The haul came from the school’s 19th annual food drive, which was tied to National Nutrition Month. Third-grade teacher Mary Davidson coordinated the effort, using the drive to connect lessons about nutrition and waste to a real need in Duluth. Students saw how much food can be diverted from cafeteria waste and redirected to families who do not have the same easy access to meals.

For the mission, the donation arrives at a critical moment. Jana Picotte, a development coordinator with Union Gospel Mission, said food insecurity is rising as grocery prices keep climbing and some support programs are closing. She pointed to the abrupt shutdown of Ruby’s Pantry on April 1, a closure that ended more than 80 food shelf and distribution sites across Minnesota and the Upper Midwest. That network had served more than 300,000 families a year, and its loss adds pressure to families already juggling rising costs and shrinking options.

The need is visible at the mission itself. Union Gospel Mission says it distributes more than 7,000 nutritious meals each month from its downtown Duluth location at 219 E. First Street.
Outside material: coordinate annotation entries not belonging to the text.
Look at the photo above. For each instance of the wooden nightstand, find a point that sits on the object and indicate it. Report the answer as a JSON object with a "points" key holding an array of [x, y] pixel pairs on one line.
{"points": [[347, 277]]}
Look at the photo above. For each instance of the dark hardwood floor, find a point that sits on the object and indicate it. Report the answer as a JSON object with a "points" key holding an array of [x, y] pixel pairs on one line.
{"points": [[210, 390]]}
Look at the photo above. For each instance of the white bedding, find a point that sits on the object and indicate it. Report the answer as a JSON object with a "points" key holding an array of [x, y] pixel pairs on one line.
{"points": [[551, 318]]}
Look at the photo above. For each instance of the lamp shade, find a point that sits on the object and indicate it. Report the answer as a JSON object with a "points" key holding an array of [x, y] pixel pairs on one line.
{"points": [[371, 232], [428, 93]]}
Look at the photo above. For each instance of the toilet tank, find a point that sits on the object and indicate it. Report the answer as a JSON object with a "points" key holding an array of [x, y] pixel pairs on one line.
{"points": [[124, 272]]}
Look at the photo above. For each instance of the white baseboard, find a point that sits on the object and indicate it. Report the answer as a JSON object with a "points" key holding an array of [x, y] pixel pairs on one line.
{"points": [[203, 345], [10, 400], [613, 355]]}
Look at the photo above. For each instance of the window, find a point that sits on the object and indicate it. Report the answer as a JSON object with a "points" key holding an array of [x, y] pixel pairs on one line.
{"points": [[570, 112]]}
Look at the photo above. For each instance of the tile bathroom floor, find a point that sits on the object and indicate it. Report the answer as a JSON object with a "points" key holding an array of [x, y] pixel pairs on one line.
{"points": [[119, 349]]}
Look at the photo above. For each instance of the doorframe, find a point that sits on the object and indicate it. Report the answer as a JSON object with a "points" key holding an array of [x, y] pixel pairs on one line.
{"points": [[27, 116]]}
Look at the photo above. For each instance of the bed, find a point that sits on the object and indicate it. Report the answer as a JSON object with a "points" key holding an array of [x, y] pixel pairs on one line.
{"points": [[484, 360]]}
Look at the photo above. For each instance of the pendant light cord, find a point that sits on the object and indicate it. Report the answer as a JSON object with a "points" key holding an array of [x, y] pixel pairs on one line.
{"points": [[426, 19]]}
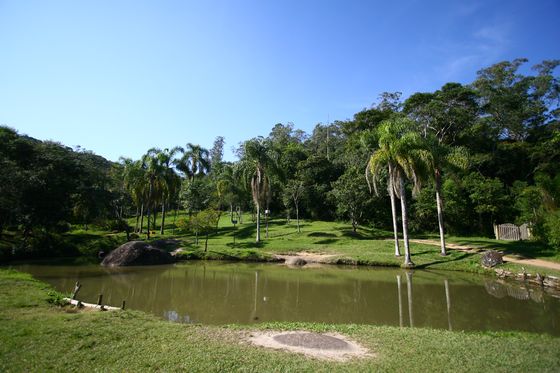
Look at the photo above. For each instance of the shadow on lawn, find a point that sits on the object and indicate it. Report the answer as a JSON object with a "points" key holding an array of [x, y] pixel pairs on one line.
{"points": [[458, 258]]}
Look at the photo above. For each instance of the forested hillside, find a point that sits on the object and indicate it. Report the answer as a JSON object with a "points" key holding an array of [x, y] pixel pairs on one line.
{"points": [[485, 153]]}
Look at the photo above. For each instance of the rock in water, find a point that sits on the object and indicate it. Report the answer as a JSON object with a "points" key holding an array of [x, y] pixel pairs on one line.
{"points": [[296, 261], [137, 253], [492, 258]]}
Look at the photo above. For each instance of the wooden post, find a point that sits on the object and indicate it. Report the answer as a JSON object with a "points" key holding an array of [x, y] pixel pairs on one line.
{"points": [[77, 288]]}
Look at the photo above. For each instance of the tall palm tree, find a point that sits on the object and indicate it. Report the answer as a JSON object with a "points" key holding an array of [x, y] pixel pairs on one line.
{"points": [[155, 175], [168, 181], [401, 150], [195, 161], [443, 156], [135, 183], [257, 163]]}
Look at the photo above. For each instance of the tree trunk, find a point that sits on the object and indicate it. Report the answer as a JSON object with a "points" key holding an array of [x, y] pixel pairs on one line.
{"points": [[407, 260], [391, 191], [149, 207], [141, 218], [401, 323], [409, 293], [266, 224], [258, 223], [439, 203], [175, 218], [448, 302], [297, 218], [162, 217]]}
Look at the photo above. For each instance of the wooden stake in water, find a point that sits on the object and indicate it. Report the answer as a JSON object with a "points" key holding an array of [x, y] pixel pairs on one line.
{"points": [[77, 288]]}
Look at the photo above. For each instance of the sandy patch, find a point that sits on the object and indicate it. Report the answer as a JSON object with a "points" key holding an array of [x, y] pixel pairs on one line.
{"points": [[310, 259], [327, 346]]}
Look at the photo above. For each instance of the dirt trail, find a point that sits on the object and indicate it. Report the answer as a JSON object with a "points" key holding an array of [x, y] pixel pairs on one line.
{"points": [[507, 258]]}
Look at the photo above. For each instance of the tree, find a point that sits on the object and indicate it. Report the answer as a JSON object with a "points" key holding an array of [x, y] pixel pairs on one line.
{"points": [[401, 150], [293, 193], [195, 161], [351, 195], [203, 222], [258, 161], [442, 117], [155, 175]]}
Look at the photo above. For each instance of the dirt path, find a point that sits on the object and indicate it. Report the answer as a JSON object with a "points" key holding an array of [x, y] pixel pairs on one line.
{"points": [[507, 258], [309, 258]]}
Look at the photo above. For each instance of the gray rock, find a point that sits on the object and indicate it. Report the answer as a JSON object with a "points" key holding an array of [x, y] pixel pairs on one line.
{"points": [[136, 253], [491, 258], [296, 261]]}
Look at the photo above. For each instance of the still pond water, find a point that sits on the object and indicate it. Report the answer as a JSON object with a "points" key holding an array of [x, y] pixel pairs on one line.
{"points": [[221, 293]]}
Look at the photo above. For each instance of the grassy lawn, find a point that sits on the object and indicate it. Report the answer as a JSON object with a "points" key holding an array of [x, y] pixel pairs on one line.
{"points": [[365, 247], [39, 336]]}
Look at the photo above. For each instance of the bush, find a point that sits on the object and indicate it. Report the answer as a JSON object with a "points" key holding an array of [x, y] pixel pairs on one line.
{"points": [[551, 229], [116, 225]]}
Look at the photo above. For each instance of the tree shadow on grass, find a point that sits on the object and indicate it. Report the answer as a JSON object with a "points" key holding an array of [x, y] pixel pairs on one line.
{"points": [[327, 241], [460, 257], [321, 234], [246, 245]]}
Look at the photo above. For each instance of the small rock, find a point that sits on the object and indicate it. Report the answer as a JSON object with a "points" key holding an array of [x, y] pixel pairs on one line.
{"points": [[491, 258], [296, 261], [137, 253]]}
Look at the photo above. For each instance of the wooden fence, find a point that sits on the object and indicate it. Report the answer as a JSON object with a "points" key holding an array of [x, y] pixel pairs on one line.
{"points": [[512, 232]]}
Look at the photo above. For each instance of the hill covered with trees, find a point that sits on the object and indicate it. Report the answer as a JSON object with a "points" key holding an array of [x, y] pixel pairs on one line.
{"points": [[457, 160]]}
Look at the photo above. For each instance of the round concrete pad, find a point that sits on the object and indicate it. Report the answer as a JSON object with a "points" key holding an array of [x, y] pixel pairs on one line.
{"points": [[330, 346], [312, 340]]}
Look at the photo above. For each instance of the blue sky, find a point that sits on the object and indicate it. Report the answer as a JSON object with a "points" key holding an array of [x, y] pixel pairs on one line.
{"points": [[119, 77]]}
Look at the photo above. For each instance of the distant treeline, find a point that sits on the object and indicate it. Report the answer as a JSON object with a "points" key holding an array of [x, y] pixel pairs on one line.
{"points": [[490, 148]]}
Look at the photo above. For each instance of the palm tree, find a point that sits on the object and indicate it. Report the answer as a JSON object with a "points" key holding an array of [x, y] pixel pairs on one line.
{"points": [[257, 161], [195, 161], [135, 184], [401, 150], [155, 173], [169, 181], [443, 156]]}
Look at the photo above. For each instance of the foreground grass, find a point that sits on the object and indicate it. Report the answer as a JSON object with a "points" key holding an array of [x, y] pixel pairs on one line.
{"points": [[38, 336]]}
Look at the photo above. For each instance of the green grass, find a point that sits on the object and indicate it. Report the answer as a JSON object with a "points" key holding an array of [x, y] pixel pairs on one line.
{"points": [[39, 336], [365, 247]]}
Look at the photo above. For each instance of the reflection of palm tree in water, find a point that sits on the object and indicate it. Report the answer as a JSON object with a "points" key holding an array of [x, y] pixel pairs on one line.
{"points": [[409, 293], [400, 301], [254, 313], [448, 302]]}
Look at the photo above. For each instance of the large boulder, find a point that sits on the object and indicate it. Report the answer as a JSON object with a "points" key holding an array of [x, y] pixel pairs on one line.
{"points": [[492, 258], [136, 253]]}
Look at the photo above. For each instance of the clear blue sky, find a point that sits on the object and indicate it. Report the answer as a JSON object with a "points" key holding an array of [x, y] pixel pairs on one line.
{"points": [[118, 77]]}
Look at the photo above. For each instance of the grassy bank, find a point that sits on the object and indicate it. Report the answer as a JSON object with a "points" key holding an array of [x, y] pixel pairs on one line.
{"points": [[40, 336], [367, 246]]}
Guests can get weekday cereal service, lunch and dinner, and the mission says it serves people without asking questions or limiting servings. The organization is also in a five-year relocation plan, with a new site expected to open in 2027, a sign that the pressure on local shelter and meal services is not easing.

Picotte said donations can come in many forms, including one can, one dollar or one minute of time, and all of it adds up when families are stretched. The Lester Park drive showed that point in practical terms. The school’s 2026 total surpassed the more than 3,000 pounds and $2,000 collected in a 2021 drive, underscoring how a single elementary school has become a steady source of food support for Duluth’s downtown mission.

In St. Louis County, where food prices and housing strain continue to squeeze low-income households, that 1.7 tons is more than a school project. It is a reminder that local hunger relief depends on small institutions stepping up again and again to fill gaps that larger systems have not closed.